While they were shooting at a T-Rex who was about to have a tree fall on top of him, one of the hunters stepped on a butterfly.

They go back to the present, find the language has changed and a dictator has taken over.

As punishment, they sent the hunter back in time to the dinosaur age.

I can’t remember the title either.

The Ray Bradbury story is The Sund of Thunder. I think that L. Sprague de Camp wrote the similarly-themed ** A Gun for Dinosaur** because he didn’t lik the way Bradbury andled time travel. Much, much later, de Camp wrote more stories using the same characters and published it as a book, Rivers of Time.

Lynn Bodoni answers one of my posts.

I need a little time (!) to let that one settle.

I am honored, Lynn.
I’ll get a copy of Millennium ASAP!

I also appreciate the list y’all provided, and I must say I’m looking forward to many winter nights curled up in bed and taking a trip backward in time!

Also looking forward to my re-read of Connecticut Yankee…!
Thanks for the reminder! :smiley:

Quasi

Another good O.S. Card novel with a really different take on time-travel is Enchantment. It’s more fantasy than sci-fi, though.

In addition to time travel stories I like alternate history stories. You know, what if something had happened differently, how would it affect history? My favorite author of this type of story was H. Beam Piper, who died over forty years ago. His Lord Kalvan of Otherwhen was booklength, most of the rest were short stories or novellas. The best short story was “He Walked Around the Horses.” It was based on the Charles Fort story about the British diplomat who disappeared in Germany early in the nineteenth century. If you know your history, the last line of the story will be very funny/ironic.

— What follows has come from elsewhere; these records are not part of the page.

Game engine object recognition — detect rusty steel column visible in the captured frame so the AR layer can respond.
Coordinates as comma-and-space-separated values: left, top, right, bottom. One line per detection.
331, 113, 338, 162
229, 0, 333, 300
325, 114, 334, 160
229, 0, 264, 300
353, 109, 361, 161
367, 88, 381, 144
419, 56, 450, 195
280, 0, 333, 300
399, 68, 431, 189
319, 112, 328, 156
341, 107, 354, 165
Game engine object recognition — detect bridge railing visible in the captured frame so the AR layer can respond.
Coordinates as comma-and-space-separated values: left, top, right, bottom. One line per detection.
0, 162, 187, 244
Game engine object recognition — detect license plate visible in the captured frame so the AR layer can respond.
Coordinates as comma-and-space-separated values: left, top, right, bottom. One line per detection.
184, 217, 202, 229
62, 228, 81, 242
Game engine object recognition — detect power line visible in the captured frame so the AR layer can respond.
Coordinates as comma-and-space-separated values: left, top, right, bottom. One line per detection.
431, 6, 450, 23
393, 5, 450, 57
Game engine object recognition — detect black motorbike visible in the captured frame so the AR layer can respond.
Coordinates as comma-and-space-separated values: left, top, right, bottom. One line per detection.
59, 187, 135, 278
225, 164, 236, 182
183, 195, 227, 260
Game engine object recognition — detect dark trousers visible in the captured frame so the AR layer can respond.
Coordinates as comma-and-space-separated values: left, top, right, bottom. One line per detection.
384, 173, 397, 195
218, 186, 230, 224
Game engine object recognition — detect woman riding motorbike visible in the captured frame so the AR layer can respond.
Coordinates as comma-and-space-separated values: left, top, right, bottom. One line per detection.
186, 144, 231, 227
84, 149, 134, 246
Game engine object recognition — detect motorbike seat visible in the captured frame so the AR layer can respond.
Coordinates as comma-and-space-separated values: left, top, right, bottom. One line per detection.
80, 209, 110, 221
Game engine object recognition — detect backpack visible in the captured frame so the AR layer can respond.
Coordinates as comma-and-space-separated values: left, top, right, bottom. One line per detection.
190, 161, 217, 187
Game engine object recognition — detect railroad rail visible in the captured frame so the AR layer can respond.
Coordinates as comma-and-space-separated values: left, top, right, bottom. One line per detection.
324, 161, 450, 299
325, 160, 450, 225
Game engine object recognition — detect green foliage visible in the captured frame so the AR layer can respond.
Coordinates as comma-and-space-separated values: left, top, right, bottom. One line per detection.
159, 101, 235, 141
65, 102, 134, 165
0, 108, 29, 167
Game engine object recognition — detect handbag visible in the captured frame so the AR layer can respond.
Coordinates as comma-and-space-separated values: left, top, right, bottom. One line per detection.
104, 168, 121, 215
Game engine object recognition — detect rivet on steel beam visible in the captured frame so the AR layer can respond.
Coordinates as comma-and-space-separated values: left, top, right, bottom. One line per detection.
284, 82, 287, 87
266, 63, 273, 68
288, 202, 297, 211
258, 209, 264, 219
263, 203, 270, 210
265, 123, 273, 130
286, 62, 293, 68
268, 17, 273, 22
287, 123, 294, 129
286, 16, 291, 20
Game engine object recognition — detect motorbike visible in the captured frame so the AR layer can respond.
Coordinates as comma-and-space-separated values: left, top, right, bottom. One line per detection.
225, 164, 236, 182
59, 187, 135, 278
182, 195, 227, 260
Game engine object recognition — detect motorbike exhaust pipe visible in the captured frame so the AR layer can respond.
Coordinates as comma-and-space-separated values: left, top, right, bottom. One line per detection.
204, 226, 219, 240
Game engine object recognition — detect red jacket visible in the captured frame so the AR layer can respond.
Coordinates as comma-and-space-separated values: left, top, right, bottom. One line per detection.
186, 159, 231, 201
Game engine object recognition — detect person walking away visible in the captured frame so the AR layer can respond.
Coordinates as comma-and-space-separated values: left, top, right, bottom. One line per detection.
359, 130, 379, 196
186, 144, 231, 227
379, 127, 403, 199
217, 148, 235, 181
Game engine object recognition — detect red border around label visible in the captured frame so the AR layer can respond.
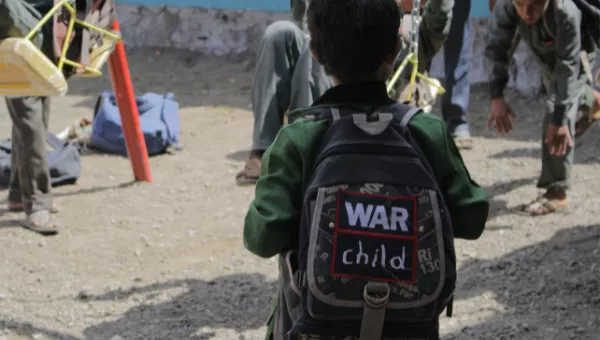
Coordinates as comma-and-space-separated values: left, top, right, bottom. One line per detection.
330, 189, 418, 284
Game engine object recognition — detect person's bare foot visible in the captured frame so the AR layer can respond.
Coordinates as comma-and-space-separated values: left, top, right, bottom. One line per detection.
235, 151, 264, 186
518, 187, 568, 216
20, 210, 58, 236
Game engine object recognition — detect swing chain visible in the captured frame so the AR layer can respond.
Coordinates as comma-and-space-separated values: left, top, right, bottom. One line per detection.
410, 0, 421, 55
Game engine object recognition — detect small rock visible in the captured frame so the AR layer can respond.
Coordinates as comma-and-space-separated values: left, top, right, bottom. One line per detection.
78, 287, 93, 300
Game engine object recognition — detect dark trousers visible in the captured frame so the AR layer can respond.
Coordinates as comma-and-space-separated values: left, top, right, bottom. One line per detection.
440, 0, 471, 137
5, 96, 52, 214
250, 21, 333, 152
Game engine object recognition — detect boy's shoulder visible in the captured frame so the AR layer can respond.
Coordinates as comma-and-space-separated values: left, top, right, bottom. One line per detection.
276, 113, 330, 154
409, 110, 445, 125
407, 111, 447, 137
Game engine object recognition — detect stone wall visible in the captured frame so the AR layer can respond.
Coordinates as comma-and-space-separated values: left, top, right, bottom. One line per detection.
115, 5, 544, 95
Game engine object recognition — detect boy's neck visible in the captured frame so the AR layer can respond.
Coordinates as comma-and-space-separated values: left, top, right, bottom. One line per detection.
332, 73, 389, 86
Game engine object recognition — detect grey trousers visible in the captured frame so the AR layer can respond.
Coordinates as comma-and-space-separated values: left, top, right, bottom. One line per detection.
5, 96, 52, 214
538, 84, 593, 191
251, 21, 333, 152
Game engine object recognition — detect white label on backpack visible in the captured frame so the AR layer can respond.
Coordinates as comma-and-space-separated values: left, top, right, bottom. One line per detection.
331, 190, 418, 283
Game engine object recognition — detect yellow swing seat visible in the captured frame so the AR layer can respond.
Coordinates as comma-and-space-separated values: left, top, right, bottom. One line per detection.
0, 37, 68, 96
0, 0, 120, 97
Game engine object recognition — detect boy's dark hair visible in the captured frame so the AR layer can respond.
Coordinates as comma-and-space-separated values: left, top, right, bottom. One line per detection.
307, 0, 401, 82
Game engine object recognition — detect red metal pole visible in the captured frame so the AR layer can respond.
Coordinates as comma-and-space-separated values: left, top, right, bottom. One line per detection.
107, 19, 153, 183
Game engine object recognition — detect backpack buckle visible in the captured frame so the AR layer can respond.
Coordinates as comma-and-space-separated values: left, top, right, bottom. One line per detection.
359, 282, 390, 340
294, 270, 307, 289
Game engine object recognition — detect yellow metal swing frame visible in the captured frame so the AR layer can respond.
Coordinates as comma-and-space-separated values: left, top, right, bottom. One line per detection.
386, 0, 445, 110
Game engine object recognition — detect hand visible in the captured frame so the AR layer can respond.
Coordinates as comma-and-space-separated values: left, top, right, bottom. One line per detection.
489, 0, 497, 13
488, 98, 516, 136
544, 124, 573, 156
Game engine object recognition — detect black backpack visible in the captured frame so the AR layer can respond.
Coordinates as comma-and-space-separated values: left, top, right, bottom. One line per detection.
283, 103, 456, 340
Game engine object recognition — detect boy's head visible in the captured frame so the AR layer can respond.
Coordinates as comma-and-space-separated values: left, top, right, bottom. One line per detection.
512, 0, 549, 24
307, 0, 402, 84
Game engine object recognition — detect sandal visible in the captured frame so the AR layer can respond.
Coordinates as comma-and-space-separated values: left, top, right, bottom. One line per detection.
21, 210, 58, 236
517, 195, 568, 216
454, 136, 473, 150
235, 157, 262, 186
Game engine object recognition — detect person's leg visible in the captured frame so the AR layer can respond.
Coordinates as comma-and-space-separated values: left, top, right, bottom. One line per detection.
441, 0, 472, 149
5, 96, 56, 234
288, 41, 333, 113
236, 21, 306, 185
521, 94, 576, 215
7, 123, 22, 211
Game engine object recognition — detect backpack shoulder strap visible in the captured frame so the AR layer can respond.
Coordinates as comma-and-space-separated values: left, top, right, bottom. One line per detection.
292, 105, 343, 121
379, 102, 423, 128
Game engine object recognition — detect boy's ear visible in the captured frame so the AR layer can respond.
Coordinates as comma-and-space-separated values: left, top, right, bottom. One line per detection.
386, 34, 403, 64
309, 44, 321, 64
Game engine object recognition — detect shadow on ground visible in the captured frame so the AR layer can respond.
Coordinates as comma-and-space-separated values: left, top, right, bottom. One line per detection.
479, 176, 537, 221
225, 150, 251, 162
0, 273, 275, 340
486, 133, 600, 164
444, 224, 600, 340
1, 227, 597, 340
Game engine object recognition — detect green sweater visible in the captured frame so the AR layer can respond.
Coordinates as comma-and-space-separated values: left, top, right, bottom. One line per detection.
244, 82, 489, 259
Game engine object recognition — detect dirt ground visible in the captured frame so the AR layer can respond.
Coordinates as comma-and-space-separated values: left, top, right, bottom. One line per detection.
0, 48, 598, 340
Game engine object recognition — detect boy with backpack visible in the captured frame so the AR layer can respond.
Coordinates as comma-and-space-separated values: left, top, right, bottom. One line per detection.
486, 0, 600, 216
243, 0, 489, 339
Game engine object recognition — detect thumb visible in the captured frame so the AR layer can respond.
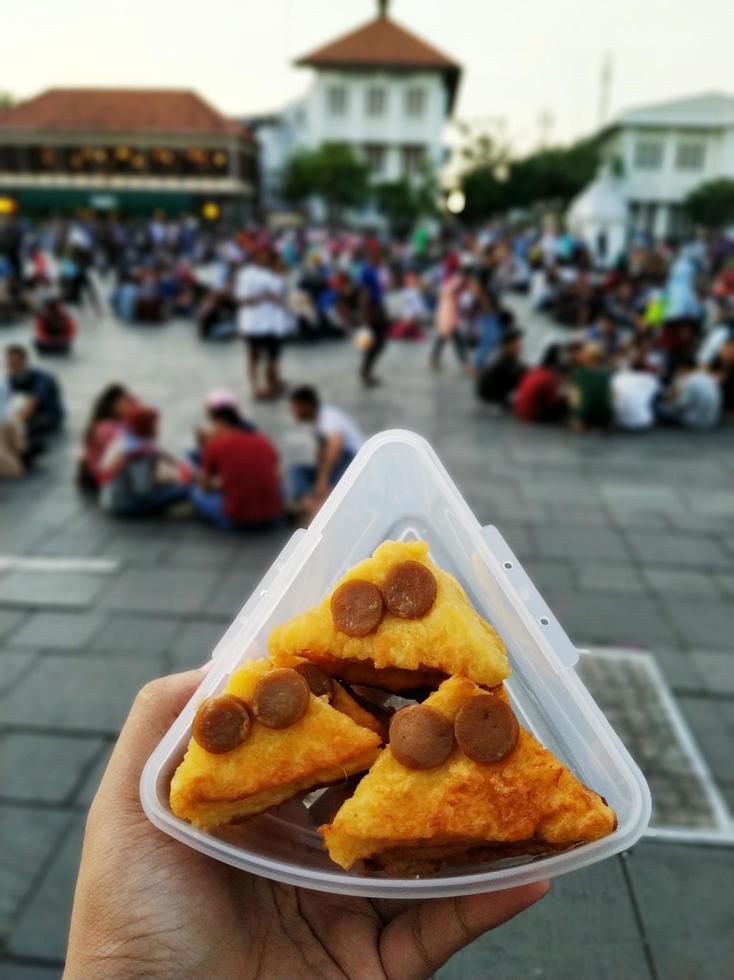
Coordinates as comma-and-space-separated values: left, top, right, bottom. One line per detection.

Go and find it if you can.
Anybody else like Piper?

Fuzzys Rule.

Here’s an obscure one I liked: Elleander Morning by some guy whose last name begins with a “Z” (my books aren’t yet unpacked after my recent move so I can’t double-check). It’s not a scienc-ey time travel book – more of a fantasy, I guess, and mixed with a lot of alternative history. Basically the woman in the title goes back in time to kill Hitler and stop WWII. But it’s a whole lot more complicated than that. The modern scenes set in a world where WWII didn’t take place are particularly interesting. Very good read.

Jess

Guns of the South, by Harry Turtledove. Even the cover alone catches the eye ; Robert E Lee holding an Ak47.

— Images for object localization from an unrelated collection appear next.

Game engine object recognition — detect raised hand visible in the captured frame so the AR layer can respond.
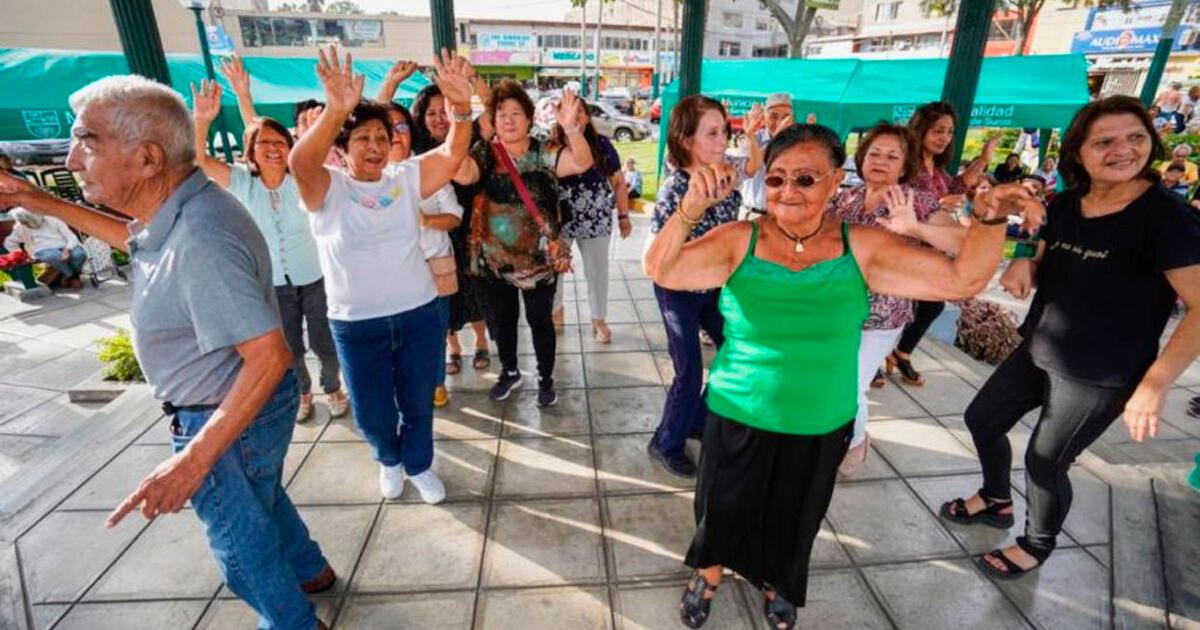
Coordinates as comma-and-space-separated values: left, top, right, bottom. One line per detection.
295, 105, 324, 138
431, 48, 473, 113
556, 88, 584, 131
189, 79, 223, 124
316, 45, 364, 115
939, 193, 967, 215
474, 76, 491, 106
386, 59, 419, 86
681, 162, 738, 220
982, 133, 1002, 160
977, 183, 1044, 232
878, 185, 918, 236
218, 55, 251, 96
744, 103, 765, 134
0, 171, 39, 210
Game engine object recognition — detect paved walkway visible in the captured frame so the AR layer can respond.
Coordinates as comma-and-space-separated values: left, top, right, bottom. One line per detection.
1, 217, 1197, 630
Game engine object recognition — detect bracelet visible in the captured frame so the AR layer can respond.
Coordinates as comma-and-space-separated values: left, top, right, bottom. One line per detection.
618, 214, 630, 220
978, 215, 1008, 226
451, 110, 472, 123
678, 210, 703, 227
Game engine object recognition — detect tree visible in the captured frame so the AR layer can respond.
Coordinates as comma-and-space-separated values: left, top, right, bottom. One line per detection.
921, 0, 1135, 56
757, 0, 820, 58
276, 0, 323, 12
326, 1, 363, 14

No mention of Kevin Grimwood’s Replay? That’s kind of surprising. Although it may not be technically considered a time travel story in that the main character didn’t really have control over the time travel element in the story.

The aforementioned Pastwatch, Time and Again, From Time to Time, and A Connecticut Yankee in King Arthur’s Court are all great reads as well.

More props to Beam Piper. Hell, I once fronted a band called The Beam Pipers.

And also to Turtledoves GotS.

“Give it it’s proper name, General Lee. It is an AK-47.”

I’d also recommended his book of non-fiction “Forgotten News,” in which he discusses things he picked up while doing research for Time and Again. Half of the book is about a notorious “Crime of the Century” that was played out in the pages of the newspapers of the day. He actually managed to find the house the murder took place in, looking remarkably the same considering it took place about 150 years before.

Lightning, by Dean Koontz. A woman’s “guardian angel” is actually a time traveler who is in love with her.